There is a place for expensive gas or air driven hammers, but most people have the simple hammer in their toolbox.

Sometimes you just need a hammer.

Here is the project management equivalent of the hammer:


Simple, clear and easy to understand. I earned my PMP in 2008 and I recall how this simple picture of the triple constraints helped me to understand a wide variety of project management concepts such as the project baseline, change control and configuration management. It also clarified the interplay between cost, scope and schedule.

I also remember the critiques of the chart. It is too simple. It leaves out staffing. What about procurements? And on and on. Project management “academics” love to point out the flaws of the triple constraints, and in fact there are articles where the inaccuracies of the chart were mathematically proven! Always moving toward complexity for complexity sake.

Which misses the point.

It was not intended to be a single picture that captured the complexity of all projects. It was intended to make the point that you must agree to the work you are doing, how long it is going to take and what it will cost! If you want more stuff done, it will probably take longer or cost more.

It was a simple and effective picture that helped inexperienced project managers grasp key concepts.

But it was more that that! It also allowed a project manager to communicate key concepts to supervisors who have no background in project management! I wrote a series of articles on “non-project executives” here: www.projectmanagementforum.net.

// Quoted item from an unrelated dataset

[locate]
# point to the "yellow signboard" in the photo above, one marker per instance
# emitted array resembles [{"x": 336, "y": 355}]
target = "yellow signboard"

When you read the PMBOK®, it describes the perfect project. Which it should! However, it should be remembered that projects are worked in the real world. They are supervised by executives who have no idea what it takes to deliver a project. There is a need for simple tools to assist a project manager in bridging that gap.

We should return the Triple Constraints to the Project Managers toolbox.

Everyone needs a hammer.

Coda

The tendency to move toward complexity is problem and in my opinion adds huge amounts of overhead to what should be routine day to day activities. We teach the Pareto Principle for certification tests and then reject it in practice. We teach that there is a difference between "quality" and "grade", then demand that we use the best grade available regardless of the quality standards. How many times have you seen a simple presentation about a simple issue become bloated and difficult to follow as it "made better" by intervening layers of management? Or a simple process get "enhanced" to the point that it is now unusable? More to follow on this.